The putative helicase of the coronavirus mouse hepatitis virus is processed from the replicase gene polyprotein and localizes in complexes that are active in viral RNA synthesis.

Abstract

The coronavirus mouse hepatitis virus (MHV) translates its replicase gene (gene 1) into two co-amino-terminal polyproteins, polyprotein 1a and polyprotein 1ab. The gene 1 polyproteins are processed by viral proteinases to yield at least 15 mature products, including a putative RNA helicase from polyprotein 1ab that is presumed to be involved in viral RNA synthesis. Antibodies directed against polypeptides encoded by open reading frame 1b were used to characterize the expression and processing of the MHV helicase and to define the relationship of helicase to the viral nucleocapsid protein (N) and to sites of viral RNA synthesis in MHV-infected cells. The antihelicase antibodies detected a 67-kDa protein in MHV-infected cells that was translated and processed throughout the virus life cycle. Processing of the 67-kDa helicase from polyprotein 1ab was abolished by E64d, a known inhibitor of the MHV 3C-like proteinase.
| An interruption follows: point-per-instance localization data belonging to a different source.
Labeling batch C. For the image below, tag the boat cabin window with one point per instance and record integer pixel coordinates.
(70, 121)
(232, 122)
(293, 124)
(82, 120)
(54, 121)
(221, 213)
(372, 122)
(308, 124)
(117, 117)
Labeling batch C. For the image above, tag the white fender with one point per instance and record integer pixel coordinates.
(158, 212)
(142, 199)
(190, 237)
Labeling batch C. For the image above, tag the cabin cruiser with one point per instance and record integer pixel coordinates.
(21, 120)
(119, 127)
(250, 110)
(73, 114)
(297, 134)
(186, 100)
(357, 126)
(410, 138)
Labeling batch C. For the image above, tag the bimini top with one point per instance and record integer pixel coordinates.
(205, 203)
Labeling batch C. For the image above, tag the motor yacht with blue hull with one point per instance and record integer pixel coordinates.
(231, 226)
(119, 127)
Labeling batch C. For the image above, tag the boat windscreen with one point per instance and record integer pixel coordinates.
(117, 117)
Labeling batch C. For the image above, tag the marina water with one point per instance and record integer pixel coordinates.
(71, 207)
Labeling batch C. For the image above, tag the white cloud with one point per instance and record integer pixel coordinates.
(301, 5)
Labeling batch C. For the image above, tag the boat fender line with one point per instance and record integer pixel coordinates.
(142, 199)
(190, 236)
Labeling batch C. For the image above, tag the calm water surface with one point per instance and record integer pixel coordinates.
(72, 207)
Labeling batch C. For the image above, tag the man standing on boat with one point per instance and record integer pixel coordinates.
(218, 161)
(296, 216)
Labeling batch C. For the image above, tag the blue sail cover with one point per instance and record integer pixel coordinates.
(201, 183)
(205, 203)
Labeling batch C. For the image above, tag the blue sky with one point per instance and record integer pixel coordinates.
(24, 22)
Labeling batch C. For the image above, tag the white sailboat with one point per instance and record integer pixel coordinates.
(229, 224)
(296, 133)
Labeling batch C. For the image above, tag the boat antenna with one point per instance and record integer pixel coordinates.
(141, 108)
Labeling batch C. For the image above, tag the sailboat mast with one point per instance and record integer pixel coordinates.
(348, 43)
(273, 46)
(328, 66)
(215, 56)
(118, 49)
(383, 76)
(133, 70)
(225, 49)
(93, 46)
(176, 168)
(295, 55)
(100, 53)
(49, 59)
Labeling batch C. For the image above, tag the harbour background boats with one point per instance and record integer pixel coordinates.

When infected cells were probed for helicase by immunofluorescence laser confocal microscopy, the protein was detected in patterns that varied from punctate perinuclear complexes to large structures that occupied much of the cell cytoplasm. Dual-labeling studies of infected cells for helicase and bromo-UTP-labeled RNA demonstrated that the vast majority of helicase-containing complexes were active in viral RNA synthesis. Dual-labeling studies for helicase and the MHV N protein showed that the two proteins almost completely colocalized, indicating that N was associated with the helicase-containing complexes. This study demonstrates that the putative RNA helicase is closely associated with MHV RNA synthesis and suggests that complexes containing helicase, N, and new viral RNA are the viral replication complexes.